Les vieux bâtiments de ferme font partie du paysage. Quel beau décor pour nos cartes de souhaits de Noël ou nos balades sur les routes de campagne! Elles évoquent la vie agricole d’une époque où de grandes familles y élevaient vaches, cochons et poules, en plus de cultiver les champs et un grand jardin.
Ces liens familiaux étroits ont forgé de nombreux souvenirs. Souvent, la famille a vendu la terre et les enfants se sont dispersés. La vieille grange tient encore debout, dernier témoin d’un passé qui ne veut pas s’effacer.
Pour moi, il est important d’apprendre à nos trois filles de respecter les anciens agriculteurs qui ont animé ces lieux avant nous. Ils étaient aussi passionnés que nous.
Un jour, une dame m’a raconté sa grande tristesse d’avoir vu disparaître soudainement les bâtiments de l’ancienne ferme familiale, sans aucun avis de la part des nouveaux propriétaires.
Cette tristesse m’a marquée à jamais. Je me suis alors promise que si nous en venions à devoir démolir des bâtiments, nous en informerions au préalable les anciens propriétaires.
Démanteler
Notre entreprise de grandes cultures a beaucoup grandi au fil des années. Les terres que nous achetons comptent souvent une maison, que nous pouvons détacher du terrain principal, pour la revendre.
Les bâtiments agricoles qui restent peuvent servir à entreposer de la machinerie.

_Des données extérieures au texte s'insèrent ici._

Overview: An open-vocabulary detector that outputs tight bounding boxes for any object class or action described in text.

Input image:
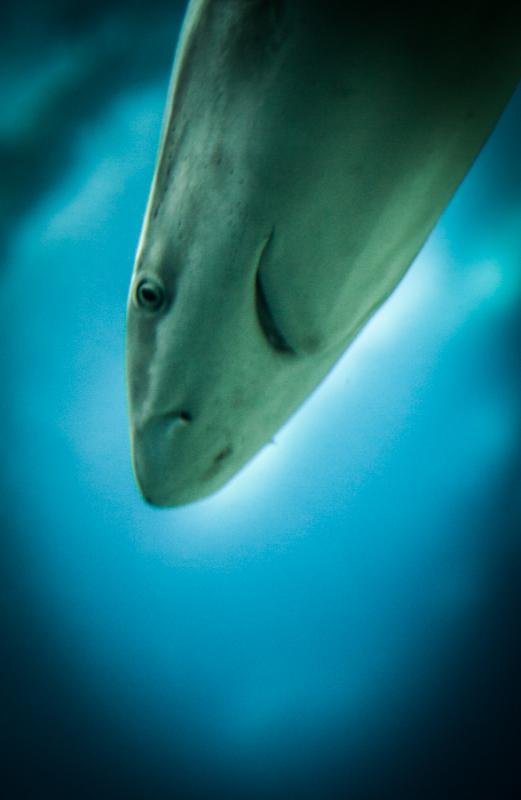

D’autres sont trop petits ou trop mal en point. Vient le jour où ils menacent de s’effondrer. Notre assureur exige que les risques de blessures et de dommages soient éliminés.
Le fameux derecho de mai 2022 n’a pas fait de cadeau à notre patrimoine agricole. Plusieurs bâtiments âgés se sont effondrés.
Chaque fois qu’on doit procéder au démantèlement d’un vieux bâtiment de ferme, le souvenir de cette dame me revient à l’esprit. Pas question de juste y mettre le feu, oh que non!
Tout ce vieux bois a des traits tellement évocateurs. Les planches de l’extérieur sont d’un gris qui par le vent et les températures changeantes au fil des saisons finit par ressembler à une peau d’éléphant.
Le bois de l’intérieur est parfois d’un rouge vin ou même encore d’un ton naturel. Puis il y a les clous de forge carrés, ou les clous ronds en bois! Et ces échelles clouées au mur pour se rendre en haut à l’endroit que l’on nommait la batterie et où il y avait la plupart du temps de la paille et du foin d’entreposés.
Que dire des grosses cordes enroulées autour des poutres, des fers à cheval cloués aux murs! Des crochets de fer, des portes avec des pentures toutes différentes l’une de l’autre! Dans ces coups de hache qu’on peut observer sur les poutres, il y a la marque de ceux qui ont érigé la grange à la sueur de leur front!
Faire le deuil
Nous maintenons toujours de bonnes relations avec les anciens propriétaires. Nous leur parlons des étapes qui ont mené à la décision de démanteler les bâtiments. Nous leur donnons la chance de revenir visiter les lieux une dernière fois.
À ces familles qui ont vu plusieurs générations travailler dans ces bâtiments, nous donnons le premier choix. Qu’ils prennent tout le bois qu’ils veulent!
J’ai vu des familles revenir faire le tour pour faire la paix avec des chapitres de leur vie. Plusieurs nous ont raconté des histoires fascinantes. Il y aurait de quoi écrire un bon livre!
Recycler, notre priorité!
Le moment venu, nous signons un contrat avec une entreprise spécialisée en revalorisation du bois de grange. Ce patrimoine connaîtra une seconde vie, sous forme d’éléments de décoration intérieure, de luminaires ou de meubles.
Pour chaque bâtiment que nous avons fait démanteler, j’ai conservé quelques morceaux que j’ai utilisés avec créativité. Des cabanes pour hirondelles, des enseignes, des cadres de photos, des ornements de sapins de Noël, des boîtes à cadeaux, des cadres de fenêtres transformés en miroirs…
Il y a un silence solennel qui entoure ces bâtiments qui étaient autrefois le centre de l’activité agricole familiale. Je me suis souvent surprise à m’imaginer les familles dans leur quotidien. Inévitablement, je me suis demandée : si cette grange pouvait me parler, quelles seraient ses histoires?
Sandra Clément est productrice de grandes cultures à Embrun, dans l’Est ontarien. Elle est aussi membre du conseil d’administration de l’UCFO et membre fondatrice du Réseau des femmes en agriculture de l’Est ontarien.